Locality = Efficiency and Bandwidth

Closer integration improves bandwidth and energy efficiency in data transfer between storages. The cache is a good example of this effect: the L1, L2, and L3 caches use the same SRAM technology, but the L1 cache offers excellent performance thanks to smaller storage bank sizes, finer access steps, and physical proximity to the CPU core.

The DRAM bandwidth per processor socket is increasing only slowly: a modern DDR5 - 5600 memory stick has a bandwidth of 358 Gbps, and the number of memory sticks per socket has increased from eight to twelve, corresponding to a total bandwidth of 4.3 Tbps. In the same period, the growth in the number of cores per socket has either outpaced or at least kept up with the increase in bandwidth. Figure 2 shows the single - core bandwidth of Intel and AMD server processor packages since 2018: this indicator has stagnated.

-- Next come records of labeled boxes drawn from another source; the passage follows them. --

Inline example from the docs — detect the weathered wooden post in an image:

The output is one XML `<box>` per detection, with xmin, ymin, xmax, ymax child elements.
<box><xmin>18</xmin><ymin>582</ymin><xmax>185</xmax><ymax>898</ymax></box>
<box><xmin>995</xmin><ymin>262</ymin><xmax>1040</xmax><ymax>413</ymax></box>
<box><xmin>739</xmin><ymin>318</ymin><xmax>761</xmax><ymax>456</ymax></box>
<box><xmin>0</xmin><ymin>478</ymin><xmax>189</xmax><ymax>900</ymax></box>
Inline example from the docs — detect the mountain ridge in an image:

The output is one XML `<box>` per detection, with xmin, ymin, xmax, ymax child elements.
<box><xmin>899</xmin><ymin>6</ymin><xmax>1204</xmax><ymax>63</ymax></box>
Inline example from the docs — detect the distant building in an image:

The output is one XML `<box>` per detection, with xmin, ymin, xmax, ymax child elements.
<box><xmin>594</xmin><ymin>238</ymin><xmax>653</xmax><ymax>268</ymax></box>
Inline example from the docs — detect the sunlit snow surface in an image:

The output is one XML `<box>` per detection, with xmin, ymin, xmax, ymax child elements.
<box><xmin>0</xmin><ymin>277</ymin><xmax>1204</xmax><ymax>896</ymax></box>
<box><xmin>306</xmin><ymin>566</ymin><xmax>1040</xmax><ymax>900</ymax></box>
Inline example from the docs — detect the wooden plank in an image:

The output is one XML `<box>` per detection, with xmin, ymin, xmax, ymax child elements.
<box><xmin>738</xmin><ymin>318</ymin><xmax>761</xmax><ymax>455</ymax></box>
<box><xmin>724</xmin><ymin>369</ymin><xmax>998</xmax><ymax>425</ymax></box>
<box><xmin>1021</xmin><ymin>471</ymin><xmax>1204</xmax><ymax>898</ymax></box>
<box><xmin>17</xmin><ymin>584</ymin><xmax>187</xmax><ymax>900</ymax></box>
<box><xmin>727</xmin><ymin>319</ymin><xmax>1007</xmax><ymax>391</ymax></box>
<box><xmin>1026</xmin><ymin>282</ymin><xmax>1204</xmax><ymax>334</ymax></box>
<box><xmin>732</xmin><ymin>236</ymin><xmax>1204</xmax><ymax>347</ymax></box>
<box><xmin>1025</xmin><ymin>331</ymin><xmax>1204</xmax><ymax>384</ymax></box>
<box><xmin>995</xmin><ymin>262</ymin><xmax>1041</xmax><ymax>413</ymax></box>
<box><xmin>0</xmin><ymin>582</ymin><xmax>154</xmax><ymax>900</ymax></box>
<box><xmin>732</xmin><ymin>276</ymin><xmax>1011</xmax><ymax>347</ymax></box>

The bandwidth limitations and energy problems of DRAM stem from its connection on the printed circuit board (PCB) - the number of copper traces and contact pins on the PCB is limited (e.g., DDR5 has only 288 pins). High - bandwidth memory (HBM) improves integration technology by rearranging and closely placing DRAM chips. By embedding a silicon logic chip inside the housing under several DRAM chips and using through - silicon via technology, each HBM3E stack can achieve 1,024 pins and shorter connection paths. This significant difference in the number of pins directly leads to a bandwidth advantage for HBM. Table 1 shows how closer physical integration enables a higher number of pins, greater bandwidth, and lower energy consumption. A lower number of pins requires faster signal circuits, which increases energy consumption.

These integration limitations mean that core performance cannot be improved by DRAM. The PCB cannot accommodate more DIMM modules because the number of pins has already reached its practical limit. Transmitting higher signal frequencies over copper lines is very energy - consuming.

Physically Combinable Decoupling Solution

These scaling problems force us to fundamentally reconstruct the storage hierarchy - we should shift from pure capacity to locality, bandwidth, and energy efficiency.

We propose an opposite approach to the traditional "decoupling" of storage, which aims at finer integration of computing power and storage and prioritizes storage utilization - even if this may lead to a slight decrease in computing utilization. The core of this approach is the computing - storage node, where the computing unit and local storage are stacked on top of each other using 3D integration technology, as is the case with AMD's VCache design and the Milan - X processor, for example.

In contrast to normal caches, this private local storage can have an explicit management system and be specifically used for storing node - specific data (e.g., execution stacks and other thread - private states). Access within micrometers, enabled by microbumps, hybrid bonding, through - silicon vias, or single - chip wafer - level connections, significantly reduces the latency, energy consumption, and bandwidth bottlenecks associated with a large address space. Following the practice of modern multi - chip processors, the shared state between nodes (e.g., locking mechanisms) is placed in a shared storage inside the housing (e.g., HBM). Although it is slower than the private local segments, it still offers better bandwidth and energy efficiency than off - housing DRAM.

However, the integration possibilities are limited by physical constraints (e.g., heat dissipation, module size, etc.)³. For mass storage, off - housing DRAM is still required. DRAM is no longer used as a shared, flat address - space pool but as a capacity - oriented storage layer for large working sets and cold data, while performance - dependent accesses are managed through faster, distributed storages inside the housing. The software must build the storage system itself: it must represent both the "almost zero - distance local storage" and the "higher - latency layer" through an abstraction layer and decide which data should remain local, which should be shared, and which should be transferred to the off - housing DRAM to efficiently manage data layout and migration.

This article is from the WeChat account "Semiconductor Industry Observation" (ID: icbank), author: Stanford. Published by 36Kr with permission.